= Project Russia =

Russian nonfiction book series

Project Russia is a Russian nonfiction book series written during the first decade of the 21st century. The books have placed highly on bestseller lists in Russia, including the political booklist in the Moskva bookshop and the nonfiction list of probooks.ru, which combines sales information from the eight largest retailers and networks. These books discuss aspects of political, economic and ideological life in Russia and the world, and try to predict the future.

As of 2011, four books have been published by EKSMO:
1. Project Russia (2005)
2. Project Russia, The Choice of the Way (2007)
3. Project Russia, The Third Millennium (2009)
4. Project Russia, The Great Idea (2010)
Project Russia touched on social questions, saying that Russia faced collapse and needed a unifying idea. State structural problems in Russia were also analyzed, exploring the possibility that the Russian Federation might cease to exist. The authors of Project Russia predicted the 2008 financial crisis in their 2005 book, describing the approaching unrest and analyzing its causes and the fall of the world order.

==History==
The first volume was published anonymously in 2005. It was delivered by the DHS delivery service (a federal mail service of the Russian government) to most governmental departments of the Russian Federation (the Federal Security Service, the Presidential Administration of Russia, the Attorney General's office, the Duma and the Ministry of Foreign Affairs) and public figures, including film director Nikita Mikhalkov. As a result, the book was discussed in Russian political circles. In 2006, Project Russia was published by OLMA Press and Eksmo.

The second, third and fourth volumes were published by Eksmo, and the first edition of the third volume had a press run of one million copies.
When The Third Millennium was published, advertisements in Kyiv had Ukraine as part of Russia. Three days later, the advertisements were ordered to be removed by the Security Service of Ukraine.

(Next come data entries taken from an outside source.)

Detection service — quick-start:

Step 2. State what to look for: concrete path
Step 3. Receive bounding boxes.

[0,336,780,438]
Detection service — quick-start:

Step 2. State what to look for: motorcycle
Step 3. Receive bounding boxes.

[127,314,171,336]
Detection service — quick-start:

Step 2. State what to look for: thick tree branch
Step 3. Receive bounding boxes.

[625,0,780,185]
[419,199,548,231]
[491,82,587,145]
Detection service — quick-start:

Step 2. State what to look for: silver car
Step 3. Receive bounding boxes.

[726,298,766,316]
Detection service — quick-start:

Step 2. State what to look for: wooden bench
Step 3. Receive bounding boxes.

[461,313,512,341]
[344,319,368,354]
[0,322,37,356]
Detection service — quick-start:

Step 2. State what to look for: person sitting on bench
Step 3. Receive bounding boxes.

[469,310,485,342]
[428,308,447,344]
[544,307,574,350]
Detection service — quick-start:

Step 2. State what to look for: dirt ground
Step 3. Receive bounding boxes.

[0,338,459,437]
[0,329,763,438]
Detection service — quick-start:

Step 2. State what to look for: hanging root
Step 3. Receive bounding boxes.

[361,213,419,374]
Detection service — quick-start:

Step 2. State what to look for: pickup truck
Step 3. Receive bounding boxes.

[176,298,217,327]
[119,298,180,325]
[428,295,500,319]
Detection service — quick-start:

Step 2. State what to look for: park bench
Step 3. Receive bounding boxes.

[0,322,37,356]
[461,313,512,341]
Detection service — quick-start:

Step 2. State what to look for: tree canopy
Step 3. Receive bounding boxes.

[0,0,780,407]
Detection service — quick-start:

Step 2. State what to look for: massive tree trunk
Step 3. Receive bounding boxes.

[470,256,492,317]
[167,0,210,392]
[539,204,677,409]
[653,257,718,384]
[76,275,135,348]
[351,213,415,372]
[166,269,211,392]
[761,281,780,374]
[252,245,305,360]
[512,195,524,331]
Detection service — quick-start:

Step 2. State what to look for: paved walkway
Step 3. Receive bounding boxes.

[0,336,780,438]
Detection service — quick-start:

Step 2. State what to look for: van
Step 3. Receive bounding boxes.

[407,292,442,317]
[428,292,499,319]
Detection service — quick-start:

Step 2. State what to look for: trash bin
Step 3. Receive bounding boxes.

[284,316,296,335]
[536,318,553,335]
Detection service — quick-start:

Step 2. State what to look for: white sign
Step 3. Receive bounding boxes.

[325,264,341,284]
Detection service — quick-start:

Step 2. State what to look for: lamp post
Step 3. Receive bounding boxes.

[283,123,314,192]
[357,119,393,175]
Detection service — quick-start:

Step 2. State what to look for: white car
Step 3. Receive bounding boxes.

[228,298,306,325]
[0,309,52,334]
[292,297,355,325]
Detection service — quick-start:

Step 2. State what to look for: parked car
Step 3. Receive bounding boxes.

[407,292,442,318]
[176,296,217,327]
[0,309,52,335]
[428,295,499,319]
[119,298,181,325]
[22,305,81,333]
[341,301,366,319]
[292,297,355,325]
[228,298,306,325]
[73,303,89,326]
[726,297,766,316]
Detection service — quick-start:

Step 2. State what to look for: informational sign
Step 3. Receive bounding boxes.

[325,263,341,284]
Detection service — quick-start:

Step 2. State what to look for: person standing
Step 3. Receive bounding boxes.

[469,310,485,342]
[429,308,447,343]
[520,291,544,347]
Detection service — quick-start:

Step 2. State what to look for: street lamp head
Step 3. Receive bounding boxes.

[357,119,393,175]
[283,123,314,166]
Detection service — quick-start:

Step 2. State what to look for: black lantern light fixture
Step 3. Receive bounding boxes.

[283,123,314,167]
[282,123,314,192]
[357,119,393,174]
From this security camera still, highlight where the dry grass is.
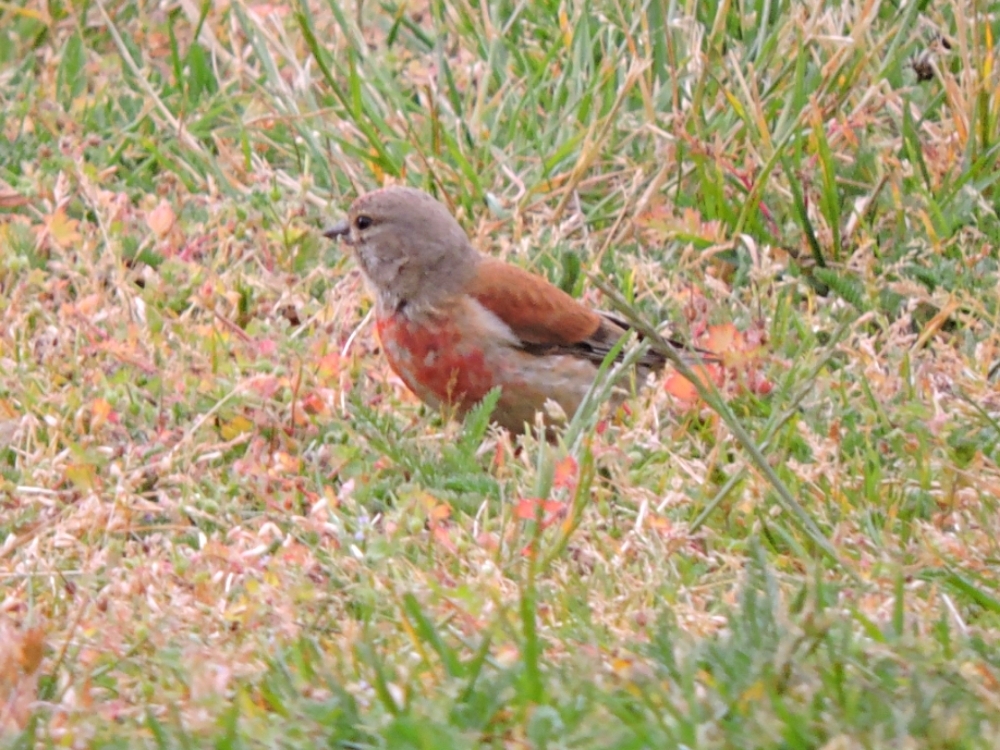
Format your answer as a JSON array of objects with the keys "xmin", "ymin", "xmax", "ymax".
[{"xmin": 0, "ymin": 0, "xmax": 1000, "ymax": 748}]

Mikhalkov said about Project Russia: "This book is very serious, very serious. Moreover, this is its anonymity that reveals the seriousness and unwillingness to appear personally and desire to express opinion about what occurs, occurred and will occur. I think that this book was written by very serious, religious and educated people". Alexander Khinshtein, a State Duma representative and journalist, said: "I completely agree with the words given in the book about the dominance of the people of limited thinking in power. I don't mind against monarchy, by the way we are living in the conditions not far from it". Project Russia books were seen in the office of First Deputy Chief of the Russian Presidential Administration Vladislav Surkov.

==Authors==
Since the Project Russia author was anonymous and the first three volumes were not copyrighted, speculation began about the books' author. According to LDPR founder and leader Vladimir Zhirinovsky, the Kremlin produced Project Russia to create a unitary state. Although Internet reports indicated that the author is Russian ambassador to NATO Dmitry Rogozin, in an interview for the newspaper New Region Rogozin himself neither confirmed nor denied the possibility.

According to Alexander Goldfarb, a Russian activist close to oligarch Boris Berezovsky, all that is known for certain is that the project was ordered by the Kremlin. Goldfarb wrote that the CIA had two versions: Putin and his group conceived the project, or Project Russia was produced by high-level officials other than Putin. Possible Freemasonry authorship was mentioned, with similarities noted between Project Russia and the rules of masonic organizations. Sources in the Moscow Patriarchy called it a new sect: "Some structure, maybe even having thought out the technology of realization of its plan, spread nets for appealing people to another post-, or super-, or overreligious sect". Nothing was known about Project Russias sponsorship, although Russian Railways president Vladimir Yakunin was rumored to be involved. Yakunin is considered a member of Putin's inner circle.

When the fourth volume was published in fall 2010, Project Russias author appeared.
Several months earlier, a scanned contract on LiveJournal confirmed that the author was Yuriy Shalyganov.

Project Russia, The Great Idea was copyrighted by Shalyganov, who gave several interviews.
Shalyganov is not well known. According to the newspaper Komsomolskaya Pravda, he was born in Moscow in 1967 and may have worked for the KGB. Shalyganov has connections to Russian political, economic and church elites of Russia and foreign scientists and businesspeople. The recipient of several church and government awards, with a fortune estimated at more than $1 billion, he is married with one son. In interviews, Shalyganov does not talk about himself but only about the content of his books.

Shalyganov is a member of the council of experts of the Institute of Strategic Security. Little is known about the institute, except that it deals with problems similar to those analyzed in Project Russia.